甘えたで、不器用でも
「真っ赤になって、本当可愛い」
「……やめて、よ」
「そんなに俺のこと好き?」
覗き込まれて聞かれたらもう逃げ道なんて残っていない。
「好き。だから、余計恥ずかしいの」
と、彼は満足げに微笑みひと言。
「じゃ、いつも洗い物とか、食器拭きとかやってくれてるお礼と」
「……」
「俺を喜ばせたご褒美」
「え、」
そう言って、自分の唇で私の唇を塞いだ。
熱と、鼓動と、彼の体温に溶けてしまいそう。包まれた両手にもう力は入らなくて。
抵抗という術を私は失った。
与えられる甘い快楽に溺れて、ふわふわ、ふわふわ、脳が麻痺していく。
しばらくして離れた彼の唇から溢れた言葉を、麻痺した脳が理解するまでにしばらく時間を要したのは言うまでもなくて。

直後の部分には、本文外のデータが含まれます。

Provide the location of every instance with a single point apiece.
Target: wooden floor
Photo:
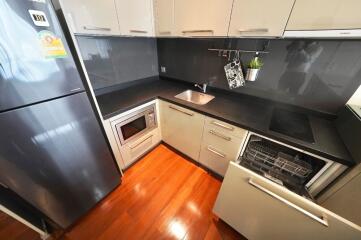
(11, 229)
(163, 196)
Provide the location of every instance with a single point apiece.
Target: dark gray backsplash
(320, 75)
(111, 61)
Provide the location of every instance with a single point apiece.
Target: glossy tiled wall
(112, 61)
(316, 74)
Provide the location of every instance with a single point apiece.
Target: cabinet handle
(220, 135)
(222, 125)
(199, 31)
(96, 28)
(165, 32)
(138, 31)
(209, 148)
(321, 219)
(179, 110)
(132, 147)
(263, 30)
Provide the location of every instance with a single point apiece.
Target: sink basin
(195, 97)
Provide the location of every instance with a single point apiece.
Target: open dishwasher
(303, 173)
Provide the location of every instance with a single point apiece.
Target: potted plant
(253, 69)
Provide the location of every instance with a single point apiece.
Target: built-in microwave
(136, 124)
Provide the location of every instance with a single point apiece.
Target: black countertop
(243, 111)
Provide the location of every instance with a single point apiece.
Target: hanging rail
(222, 50)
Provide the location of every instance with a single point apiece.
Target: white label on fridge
(39, 18)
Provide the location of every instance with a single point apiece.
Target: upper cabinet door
(135, 17)
(164, 17)
(202, 17)
(325, 15)
(259, 18)
(91, 17)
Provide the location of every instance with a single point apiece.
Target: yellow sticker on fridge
(51, 45)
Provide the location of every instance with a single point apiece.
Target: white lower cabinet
(181, 128)
(91, 17)
(135, 149)
(221, 144)
(260, 209)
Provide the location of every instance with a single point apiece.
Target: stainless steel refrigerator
(53, 152)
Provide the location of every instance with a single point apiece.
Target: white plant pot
(252, 74)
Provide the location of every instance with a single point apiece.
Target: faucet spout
(202, 87)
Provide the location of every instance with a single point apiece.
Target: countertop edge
(305, 148)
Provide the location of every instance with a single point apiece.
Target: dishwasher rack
(264, 156)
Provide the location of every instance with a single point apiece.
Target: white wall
(356, 98)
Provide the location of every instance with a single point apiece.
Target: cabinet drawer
(228, 144)
(135, 149)
(225, 128)
(181, 128)
(261, 209)
(215, 158)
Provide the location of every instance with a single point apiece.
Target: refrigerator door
(55, 156)
(35, 61)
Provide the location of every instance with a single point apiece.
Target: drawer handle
(199, 31)
(165, 32)
(220, 135)
(321, 219)
(138, 31)
(132, 147)
(263, 30)
(222, 125)
(209, 148)
(187, 113)
(96, 28)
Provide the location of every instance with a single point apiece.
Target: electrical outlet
(163, 69)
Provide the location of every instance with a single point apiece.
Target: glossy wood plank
(163, 196)
(11, 229)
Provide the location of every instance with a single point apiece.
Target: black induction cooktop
(292, 124)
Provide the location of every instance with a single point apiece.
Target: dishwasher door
(261, 209)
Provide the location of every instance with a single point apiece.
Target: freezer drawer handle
(322, 220)
(198, 31)
(96, 28)
(220, 135)
(209, 148)
(189, 114)
(132, 147)
(138, 31)
(260, 30)
(222, 125)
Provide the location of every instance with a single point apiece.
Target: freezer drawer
(55, 156)
(260, 209)
(35, 61)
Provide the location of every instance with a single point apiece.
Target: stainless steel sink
(195, 97)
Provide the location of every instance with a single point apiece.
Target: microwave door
(131, 128)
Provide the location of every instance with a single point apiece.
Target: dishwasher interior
(281, 164)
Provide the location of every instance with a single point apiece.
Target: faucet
(202, 87)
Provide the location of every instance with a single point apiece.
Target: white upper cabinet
(259, 18)
(91, 16)
(202, 17)
(135, 17)
(325, 15)
(164, 17)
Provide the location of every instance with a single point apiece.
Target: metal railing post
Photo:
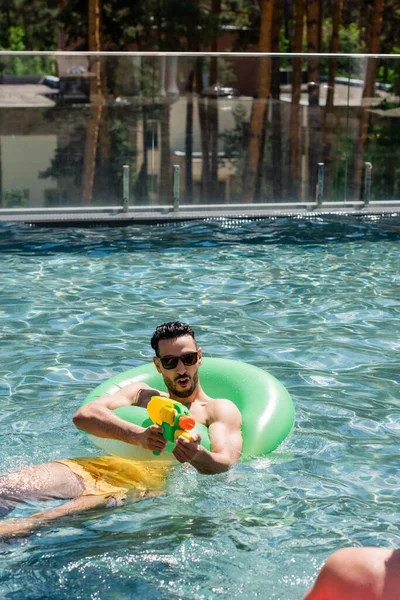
(367, 183)
(319, 192)
(125, 188)
(177, 187)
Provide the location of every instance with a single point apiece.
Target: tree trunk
(213, 120)
(259, 104)
(165, 182)
(276, 105)
(313, 36)
(368, 93)
(329, 107)
(189, 141)
(205, 149)
(294, 135)
(96, 103)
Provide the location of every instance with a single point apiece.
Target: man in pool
(359, 574)
(90, 482)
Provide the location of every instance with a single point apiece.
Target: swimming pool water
(314, 302)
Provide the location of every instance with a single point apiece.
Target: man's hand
(152, 438)
(185, 450)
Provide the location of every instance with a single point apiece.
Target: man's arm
(226, 441)
(98, 418)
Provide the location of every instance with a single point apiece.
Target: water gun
(173, 416)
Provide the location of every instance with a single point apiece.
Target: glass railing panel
(207, 132)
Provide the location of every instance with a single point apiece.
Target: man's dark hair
(170, 331)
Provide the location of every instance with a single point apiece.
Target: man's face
(181, 381)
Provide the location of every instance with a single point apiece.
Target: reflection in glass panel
(244, 130)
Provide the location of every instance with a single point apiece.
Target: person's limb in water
(97, 417)
(45, 481)
(13, 527)
(225, 437)
(359, 574)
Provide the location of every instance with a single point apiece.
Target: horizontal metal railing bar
(163, 207)
(194, 54)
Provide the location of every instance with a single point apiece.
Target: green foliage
(16, 198)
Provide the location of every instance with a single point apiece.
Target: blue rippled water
(314, 302)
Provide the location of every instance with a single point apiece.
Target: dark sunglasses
(170, 362)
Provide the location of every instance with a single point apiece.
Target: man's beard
(171, 387)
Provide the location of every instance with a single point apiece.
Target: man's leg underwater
(45, 481)
(359, 574)
(13, 527)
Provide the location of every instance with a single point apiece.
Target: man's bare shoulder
(223, 409)
(140, 393)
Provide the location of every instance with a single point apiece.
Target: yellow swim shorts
(116, 476)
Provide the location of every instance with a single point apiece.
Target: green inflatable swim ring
(265, 404)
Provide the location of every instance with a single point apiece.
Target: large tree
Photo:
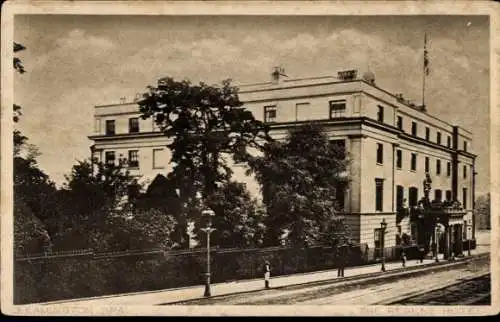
(483, 212)
(33, 190)
(95, 207)
(299, 178)
(208, 126)
(239, 220)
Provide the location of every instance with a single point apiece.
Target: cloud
(83, 69)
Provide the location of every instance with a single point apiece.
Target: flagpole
(425, 71)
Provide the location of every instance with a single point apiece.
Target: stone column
(461, 238)
(446, 245)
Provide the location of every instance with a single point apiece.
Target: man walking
(342, 258)
(267, 274)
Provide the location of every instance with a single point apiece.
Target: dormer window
(380, 114)
(270, 113)
(133, 125)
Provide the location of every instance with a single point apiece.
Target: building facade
(392, 145)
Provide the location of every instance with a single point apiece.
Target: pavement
(171, 296)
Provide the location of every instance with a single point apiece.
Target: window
(412, 196)
(380, 153)
(133, 125)
(159, 158)
(270, 114)
(110, 127)
(413, 162)
(377, 235)
(337, 109)
(400, 191)
(339, 148)
(380, 114)
(399, 159)
(133, 158)
(448, 195)
(400, 122)
(97, 125)
(438, 195)
(379, 194)
(110, 157)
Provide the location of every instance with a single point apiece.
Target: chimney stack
(277, 73)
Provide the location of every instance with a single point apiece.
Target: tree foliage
(299, 179)
(206, 123)
(238, 219)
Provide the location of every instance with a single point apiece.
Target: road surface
(467, 284)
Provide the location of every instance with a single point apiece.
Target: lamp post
(383, 226)
(437, 231)
(208, 230)
(468, 237)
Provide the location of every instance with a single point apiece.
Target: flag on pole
(426, 58)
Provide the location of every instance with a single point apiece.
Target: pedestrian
(403, 257)
(267, 274)
(342, 258)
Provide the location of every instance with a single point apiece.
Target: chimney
(277, 73)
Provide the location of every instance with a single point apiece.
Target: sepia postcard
(250, 158)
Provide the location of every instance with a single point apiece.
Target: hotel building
(391, 143)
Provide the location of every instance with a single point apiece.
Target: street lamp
(208, 230)
(383, 226)
(467, 236)
(438, 231)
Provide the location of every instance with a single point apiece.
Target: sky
(75, 62)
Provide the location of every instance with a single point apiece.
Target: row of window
(133, 126)
(413, 162)
(133, 158)
(412, 196)
(337, 109)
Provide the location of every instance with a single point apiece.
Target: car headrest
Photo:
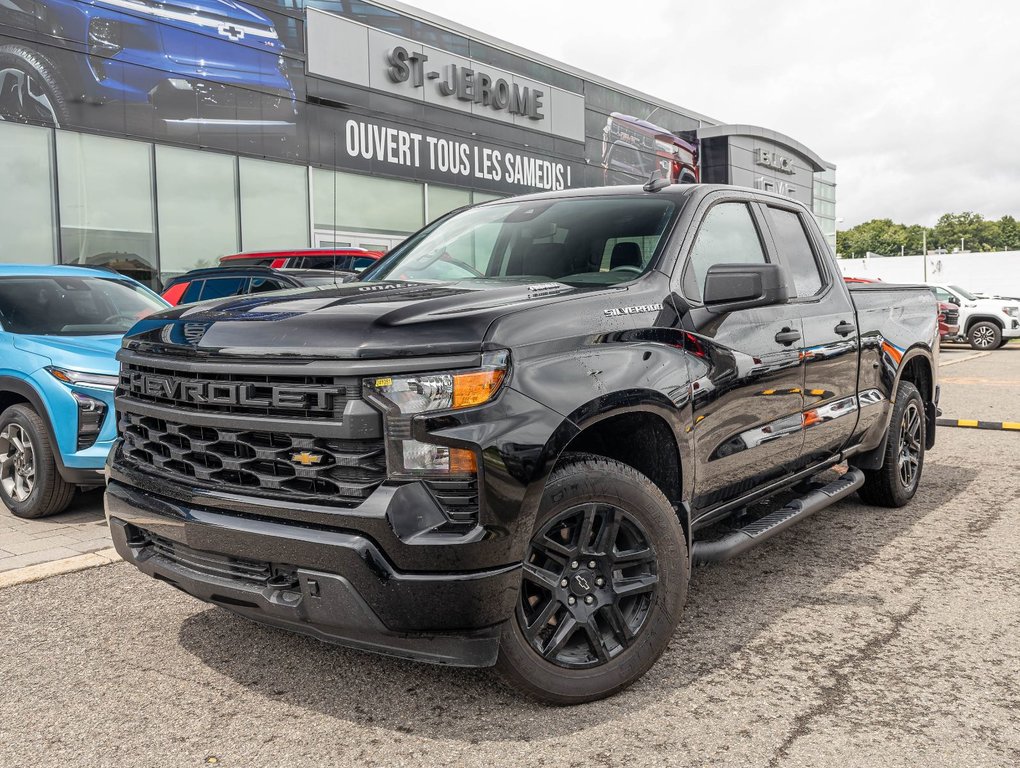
(626, 253)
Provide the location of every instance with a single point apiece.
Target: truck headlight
(82, 378)
(406, 397)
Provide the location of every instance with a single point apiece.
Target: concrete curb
(40, 571)
(963, 359)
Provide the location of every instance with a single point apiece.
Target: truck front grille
(298, 467)
(258, 429)
(250, 571)
(240, 393)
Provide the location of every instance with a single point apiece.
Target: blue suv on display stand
(60, 328)
(189, 68)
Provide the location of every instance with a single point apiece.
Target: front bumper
(333, 584)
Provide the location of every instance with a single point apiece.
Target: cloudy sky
(917, 103)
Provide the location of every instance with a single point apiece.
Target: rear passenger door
(745, 364)
(829, 348)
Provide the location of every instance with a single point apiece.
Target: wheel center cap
(581, 582)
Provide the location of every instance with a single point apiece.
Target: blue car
(194, 68)
(60, 327)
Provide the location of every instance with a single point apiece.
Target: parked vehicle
(205, 67)
(507, 442)
(984, 323)
(221, 282)
(633, 149)
(345, 259)
(949, 320)
(60, 327)
(949, 314)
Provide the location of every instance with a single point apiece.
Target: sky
(917, 103)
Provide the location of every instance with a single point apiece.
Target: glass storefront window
(359, 202)
(197, 208)
(273, 205)
(27, 226)
(445, 199)
(106, 211)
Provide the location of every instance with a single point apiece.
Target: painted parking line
(975, 424)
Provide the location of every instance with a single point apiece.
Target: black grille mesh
(297, 467)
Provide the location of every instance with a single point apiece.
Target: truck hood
(358, 320)
(90, 354)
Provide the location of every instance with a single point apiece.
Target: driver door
(745, 364)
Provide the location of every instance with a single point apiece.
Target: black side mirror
(731, 287)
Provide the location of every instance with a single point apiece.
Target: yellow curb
(962, 359)
(40, 571)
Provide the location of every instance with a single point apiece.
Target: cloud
(915, 103)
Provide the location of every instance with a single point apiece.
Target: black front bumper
(332, 584)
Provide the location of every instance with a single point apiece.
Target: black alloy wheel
(910, 449)
(984, 336)
(590, 579)
(603, 585)
(31, 89)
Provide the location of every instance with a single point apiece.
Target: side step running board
(760, 530)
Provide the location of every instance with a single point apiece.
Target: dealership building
(154, 138)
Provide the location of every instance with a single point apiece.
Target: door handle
(787, 336)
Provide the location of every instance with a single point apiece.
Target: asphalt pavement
(862, 636)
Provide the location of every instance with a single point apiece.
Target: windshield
(576, 241)
(965, 294)
(72, 306)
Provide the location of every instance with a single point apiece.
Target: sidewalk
(79, 530)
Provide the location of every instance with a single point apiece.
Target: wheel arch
(973, 319)
(15, 391)
(915, 366)
(644, 430)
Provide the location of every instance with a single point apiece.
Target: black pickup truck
(510, 440)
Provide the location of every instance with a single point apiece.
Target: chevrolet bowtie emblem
(306, 459)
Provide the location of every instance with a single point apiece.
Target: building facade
(156, 137)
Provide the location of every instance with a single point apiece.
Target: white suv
(985, 323)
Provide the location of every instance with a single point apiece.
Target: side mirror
(731, 287)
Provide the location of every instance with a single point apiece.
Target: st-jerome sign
(465, 84)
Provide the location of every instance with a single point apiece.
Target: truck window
(218, 288)
(727, 236)
(538, 241)
(796, 252)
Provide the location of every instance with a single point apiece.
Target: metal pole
(924, 252)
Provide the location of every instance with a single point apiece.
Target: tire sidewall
(909, 395)
(997, 336)
(42, 456)
(46, 73)
(630, 491)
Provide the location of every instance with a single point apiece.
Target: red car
(344, 259)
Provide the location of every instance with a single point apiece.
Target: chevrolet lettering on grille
(228, 393)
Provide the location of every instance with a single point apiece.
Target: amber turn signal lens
(475, 388)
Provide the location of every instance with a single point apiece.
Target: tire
(984, 335)
(636, 589)
(30, 483)
(31, 88)
(887, 485)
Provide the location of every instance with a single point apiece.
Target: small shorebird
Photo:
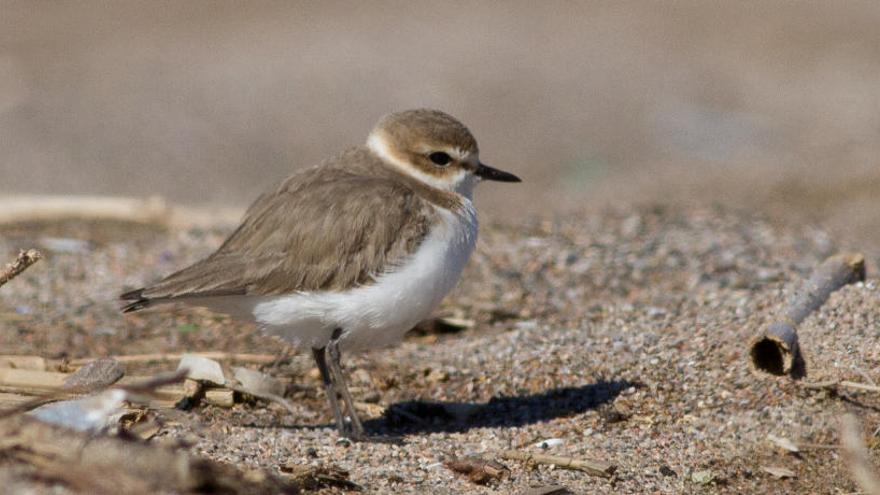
(350, 254)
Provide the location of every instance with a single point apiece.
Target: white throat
(462, 182)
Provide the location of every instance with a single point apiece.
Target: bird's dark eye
(440, 158)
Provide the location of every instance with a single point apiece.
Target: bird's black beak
(486, 172)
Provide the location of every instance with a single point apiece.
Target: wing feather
(321, 230)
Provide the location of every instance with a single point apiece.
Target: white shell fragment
(202, 369)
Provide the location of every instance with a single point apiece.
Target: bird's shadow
(499, 412)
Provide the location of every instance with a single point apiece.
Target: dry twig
(21, 263)
(479, 471)
(596, 468)
(856, 455)
(775, 350)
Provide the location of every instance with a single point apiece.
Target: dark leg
(357, 429)
(329, 388)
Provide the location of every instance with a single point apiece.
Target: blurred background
(772, 106)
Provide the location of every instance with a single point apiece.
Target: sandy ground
(616, 336)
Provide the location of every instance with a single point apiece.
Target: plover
(350, 254)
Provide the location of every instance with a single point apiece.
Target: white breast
(379, 314)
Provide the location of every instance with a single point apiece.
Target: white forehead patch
(462, 182)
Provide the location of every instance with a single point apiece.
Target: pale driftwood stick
(775, 350)
(173, 358)
(856, 455)
(153, 210)
(23, 362)
(596, 468)
(265, 396)
(21, 263)
(102, 464)
(35, 388)
(221, 397)
(833, 384)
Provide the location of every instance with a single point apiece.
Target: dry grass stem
(856, 455)
(596, 468)
(20, 264)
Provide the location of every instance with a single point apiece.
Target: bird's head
(435, 148)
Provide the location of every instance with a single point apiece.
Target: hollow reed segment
(776, 350)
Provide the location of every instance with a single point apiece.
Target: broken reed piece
(596, 468)
(21, 263)
(775, 350)
(856, 455)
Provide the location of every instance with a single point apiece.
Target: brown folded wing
(321, 230)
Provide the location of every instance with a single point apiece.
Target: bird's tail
(134, 301)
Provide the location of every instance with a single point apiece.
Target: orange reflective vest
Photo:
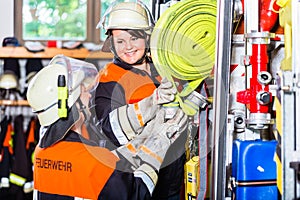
(73, 169)
(136, 86)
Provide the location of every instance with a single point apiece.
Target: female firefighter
(126, 97)
(66, 164)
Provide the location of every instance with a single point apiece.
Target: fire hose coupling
(259, 37)
(264, 77)
(263, 97)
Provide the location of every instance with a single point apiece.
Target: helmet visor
(89, 77)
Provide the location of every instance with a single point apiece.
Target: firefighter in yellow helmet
(129, 85)
(66, 164)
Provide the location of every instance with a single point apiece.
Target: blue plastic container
(254, 170)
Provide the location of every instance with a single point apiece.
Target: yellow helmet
(42, 93)
(127, 15)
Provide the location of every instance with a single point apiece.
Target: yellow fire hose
(183, 45)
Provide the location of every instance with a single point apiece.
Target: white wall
(6, 19)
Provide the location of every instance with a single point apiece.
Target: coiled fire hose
(183, 45)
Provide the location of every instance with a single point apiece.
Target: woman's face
(129, 48)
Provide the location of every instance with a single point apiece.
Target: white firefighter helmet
(127, 15)
(42, 93)
(8, 80)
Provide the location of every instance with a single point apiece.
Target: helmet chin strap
(83, 109)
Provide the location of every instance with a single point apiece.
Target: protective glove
(142, 112)
(156, 131)
(128, 121)
(163, 134)
(147, 150)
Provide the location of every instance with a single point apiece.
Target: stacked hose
(183, 45)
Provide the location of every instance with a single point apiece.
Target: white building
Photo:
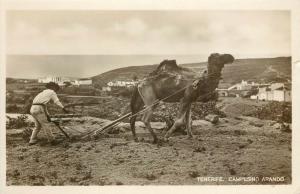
(83, 81)
(275, 92)
(121, 83)
(244, 85)
(59, 80)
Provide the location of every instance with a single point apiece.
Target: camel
(171, 83)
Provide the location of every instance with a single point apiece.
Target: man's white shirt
(45, 96)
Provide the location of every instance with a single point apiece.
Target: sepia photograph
(148, 97)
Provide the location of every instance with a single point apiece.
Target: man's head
(52, 86)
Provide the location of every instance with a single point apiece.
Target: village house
(239, 89)
(61, 81)
(275, 92)
(56, 79)
(121, 83)
(83, 81)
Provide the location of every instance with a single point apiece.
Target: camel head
(216, 63)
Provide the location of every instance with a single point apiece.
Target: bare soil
(236, 147)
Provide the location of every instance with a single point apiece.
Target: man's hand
(65, 110)
(195, 84)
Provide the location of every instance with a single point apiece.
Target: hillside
(262, 69)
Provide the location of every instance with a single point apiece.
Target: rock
(194, 174)
(214, 119)
(277, 126)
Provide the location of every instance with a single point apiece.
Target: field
(238, 146)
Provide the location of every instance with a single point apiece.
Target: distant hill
(261, 69)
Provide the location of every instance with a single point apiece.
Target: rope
(158, 101)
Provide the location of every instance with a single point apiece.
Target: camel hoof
(166, 139)
(155, 141)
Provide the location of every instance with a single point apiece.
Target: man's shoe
(54, 142)
(32, 142)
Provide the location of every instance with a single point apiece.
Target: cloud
(148, 32)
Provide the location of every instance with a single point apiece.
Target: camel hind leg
(149, 99)
(136, 105)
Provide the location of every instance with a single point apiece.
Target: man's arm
(55, 99)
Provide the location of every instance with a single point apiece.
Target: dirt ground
(236, 147)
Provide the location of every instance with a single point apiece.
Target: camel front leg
(146, 119)
(189, 123)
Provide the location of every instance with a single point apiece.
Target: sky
(92, 42)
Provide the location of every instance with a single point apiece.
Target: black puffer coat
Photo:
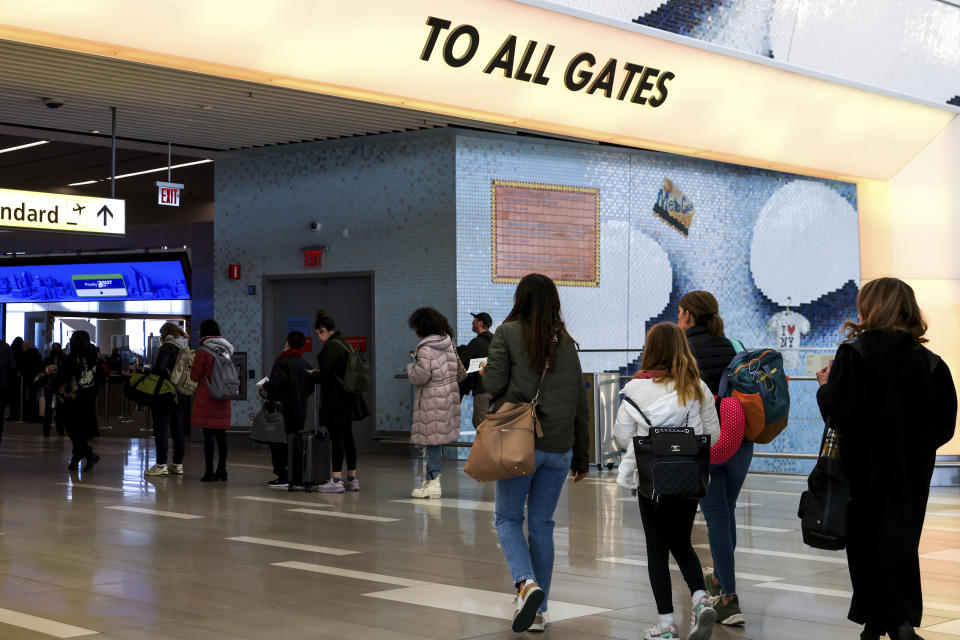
(712, 355)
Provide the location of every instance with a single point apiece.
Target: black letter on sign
(604, 81)
(584, 76)
(522, 73)
(662, 87)
(644, 84)
(539, 78)
(632, 70)
(474, 36)
(435, 24)
(503, 58)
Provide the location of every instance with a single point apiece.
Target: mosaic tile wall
(396, 196)
(760, 240)
(907, 47)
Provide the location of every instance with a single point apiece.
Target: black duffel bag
(671, 462)
(824, 505)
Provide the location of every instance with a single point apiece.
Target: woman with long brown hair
(532, 353)
(668, 392)
(894, 404)
(699, 317)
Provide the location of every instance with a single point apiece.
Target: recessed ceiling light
(24, 146)
(140, 173)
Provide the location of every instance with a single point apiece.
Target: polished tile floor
(109, 554)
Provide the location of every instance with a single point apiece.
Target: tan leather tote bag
(504, 444)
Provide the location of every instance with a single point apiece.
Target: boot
(429, 489)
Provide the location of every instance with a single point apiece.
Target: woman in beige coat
(436, 404)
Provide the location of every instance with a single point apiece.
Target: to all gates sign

「今日、5月23日ってキスの日なんだって。だからどうせならキスして欲しかったんだけど、恥ずかしがってる姿が可愛いくて我慢できないから、俺からで許してあげる」
「……」
「でもキスの日だから手加減はできないけど、ごめんね」
理解しようと甘い快楽から逃れようとしたけれど無残にもそんな抵抗はものの数秒で使い物にならなくなった。
「ねぇ……ちょっと、ま、まって、」
「無理。ずっと、キスしたくてたまらなかった」
再度塞がれた唇からは、言い訳も文句も生み出せず甘い吐息だけが溢れ落ちた。